Foreign Nationals Occupy 1 in 5 of London' Social Housing

May 02, 2012

Figures just obtained from the Office of National Statistics show that foreign national families live in over 350,000 council and housing association properties in the capital while British nationals occupy 1.5 million. That is just under 20% of the entire stock of social homes which are occupied by those who have not been here long enough to obtain British nationality or have not bothered to do so.

These figures add to the growing evidence that the official data on who is being given new social housing lets massively under records the number going to foreign nationals in London. If they were only getting 11% of new lets they could not possibly now have 20% of the entire stock.

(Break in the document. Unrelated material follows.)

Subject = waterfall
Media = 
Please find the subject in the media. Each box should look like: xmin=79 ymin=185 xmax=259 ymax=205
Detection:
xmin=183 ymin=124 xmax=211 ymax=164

Migration Watch UK showed two weeks ago that while official data indicated that at least 11% of new social housing lets in London were given to foreign nationals there were huge gaps in the data. In some London Boroughs over one third of new tenants had no nationality recorded while, in others, only about half of new lets were included in the official statistics. This new data on who is actually occupying the stock of social housing shows the missing data on new lets is hiding the fact that a much larger proportion of social housing lets are going to foreign nationals than we have been led to believe.

Frank Field MP has written to the housing Minister calling for a public inquiry into who is getting social housing and under what criteria.

Commenting, Sir Andrew Green, Chairman of Migrationwatch, said “It seems that being British counts for nothing in the allocation of social housing. We are not suggesting that anyone is “jumping the queue” but it is now clear that the result of a system based almost entirely on need has been to favour foreign nationals. This has been covered up for too long. There must be an enquiry to get the facts straight.”

Notes to Editors:

1 Labour Force Survey looks at households across the UK. This includes data on Landlord type and nationality.

2 The Continuous Recording of Sales and Letting (CORE) is a national information source funded jointly by the Tenant Services Authority and the Department for Communities and Local Government (DCLG). It looks at new social housing lets.